Loud, narrow and steep roads with bright luminous advertising, calm and natural temples, beautiful parks and spacious gardens.
Tokyo, a town characterized by extremes: amalgamating the traditional and modern Japan at the same time.
Together with my friend from Switzerland, who I met during my studies in Fribourg, I spend two amazing days in Japan’s capital. After a three hour train ride in Japans famous train Shinkasen, I finally arrived at Tokyo station. Therefrom I headed for Tokyo’s Shibuya district, to meet my friend at the famous statue of the dog Hachiko, the symbol of faithfulness in Japan. The statue is considered to be one of the most famous places for appointments in Tokyo and is situated next to Japans most popular crossing: Shibuya-Crossing 渋谷区.
I was very impressed how considerate and disciplined thousands of people cross this road after every traffic light change. We spend the rest of our day in the lovely quarter Kichijoji 吉祥寺, that felt much more calm and less touristic than what we had experienced before in Shibuya. There you can find many shops and interested restaurants and also a park nearby, called Inokashira 井の頭恩賜庭園.
On the next day we explored the shrine and surroundings of Asakusa, Meji shrine, the quarter of Ginza. Furthermore, we walked the streets of Harajuku, a very crazy spot with lots of fancy shops for young people, who dress up like to dress up in various, carnival-like costumes. Barbie or gothic style as well as anime, are common ways of transformation.
Besides the traditional Japanese Ryokan hotels Japan offers it’s visitors a very exciting and different way of overnight stay. In Tokyo I experienced two nights in a capsule hotel. Built by the idea of a hotel for short time overnight stay for business men in Japan, these hotels just have an absolute minimum of comfort.
If you spontaneously need a place to stay for a night, you will find it very reasonable there.
Moreover I would like to mention my daytrip, to Hakone, which is located 80 kilometers west of Tokyo. Together with my Japanese friend Ai Noguchi 野口藍and her parents I was taken by car to the marvelous landscape of the Hakone Mountains up to the lake Ashi芦ノ湖. This lake is a crater lake of the Island Honshu. The whole day we were accompanied by wonderful weather, that allowed us to enjoy some of the most impressing and beautiful views on the Fuji-san富士山, the highest mountain of Japan.
After my return I only had little time to recover from all my impressions during the last days. But I was already looking forward to a very special weekend in Toyama 富山市, together with Mr. and Mrs. Okamoto.

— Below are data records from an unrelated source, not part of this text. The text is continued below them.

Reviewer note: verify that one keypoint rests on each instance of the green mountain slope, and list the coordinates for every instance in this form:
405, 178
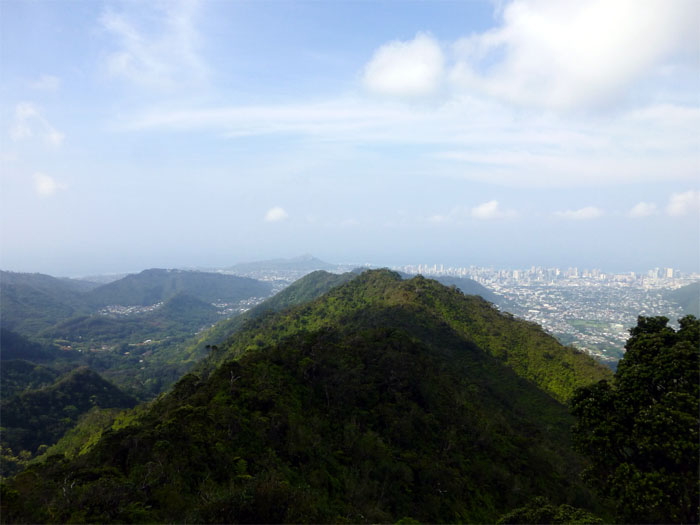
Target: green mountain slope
307, 288
380, 400
17, 375
16, 346
41, 416
32, 302
523, 346
303, 263
156, 285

After experiencing urban Japan during the last weeks, I was thrilled to leave the high houses and roads with its loud and hectic character of Osaka to go to Toyama. This city is situated 360 kilometers away from Osaka, where Mrs. Okamoto was born. There I was expecting the beautiful autumn colors of the trees, bushes and plants surrounded by mountains and Japans original nature.
Within the proximity of the sea and the beginning of autumn until the coming of winter, one can experience a very special seasonal happening and a culinary specialty. In this time of the year it is possible to catch and eat the enormous and delicious crab, called Kani 蟹. Sharing this experience with Mr. And Mrs. Okamoto, has been very special to me.
On our way to Toyama, we stopped in Tōjinbō東尋坊to buy the Kani. Tōjinbō is a little township in the Fukui prefecture, characterized by a bay with huge and high rocks at the seaside. Beyond, it was very exciting to see how Mrs. Okamoto prepared the Kani in the house of her parents, before we enjoyed the delicious meal in a traditional tatami room.
Beyond, it was very exciting to see how Mrs. Okamoto prepared the Kani in the house of her parents, before we enjoyed the delicious meal in a traditional tatami room.
On the next day we headed for the romantic mountain village and World Heritage Shirakawa-go白川郷. As the weather hasn’t been too good, and fog had been strolling up, the surrounding mountains were wrapped in a cloudy and grey dress, that generated a mysterious atmosphere in the small village. Shirakawa-go is known for its amazing houses, that have been built in a so called Gassho style and remind its visitors of praying, folded hands.
On our way back home to Suita-City, we stopped over in Obama 小浜市 for lunch, before we continued our tour. Instead of the motorway, we followed a road that lead us through the beautiful and colorful autumn landscape of the mountains up to Ohara 大原, a small and little town, situated in the north-east of Kyoto. After our arrival, we visited Sanzen-in 三千院 temple. The temple area as well as it’s beautiful Japanese garden with a little pond, are connected through a beautiful wooden corridor. Sitting beside the pond, enjoying the silence of the garden and the ancient temple, we had a rest and were invited to try handmade traditional Matcha tea.
Alongside all my unforgettable impressions throughout the last weeks, I am now looking forward to a very special event: the arrival of my parents and the possibility to share the wonderful experiences in Japan with them.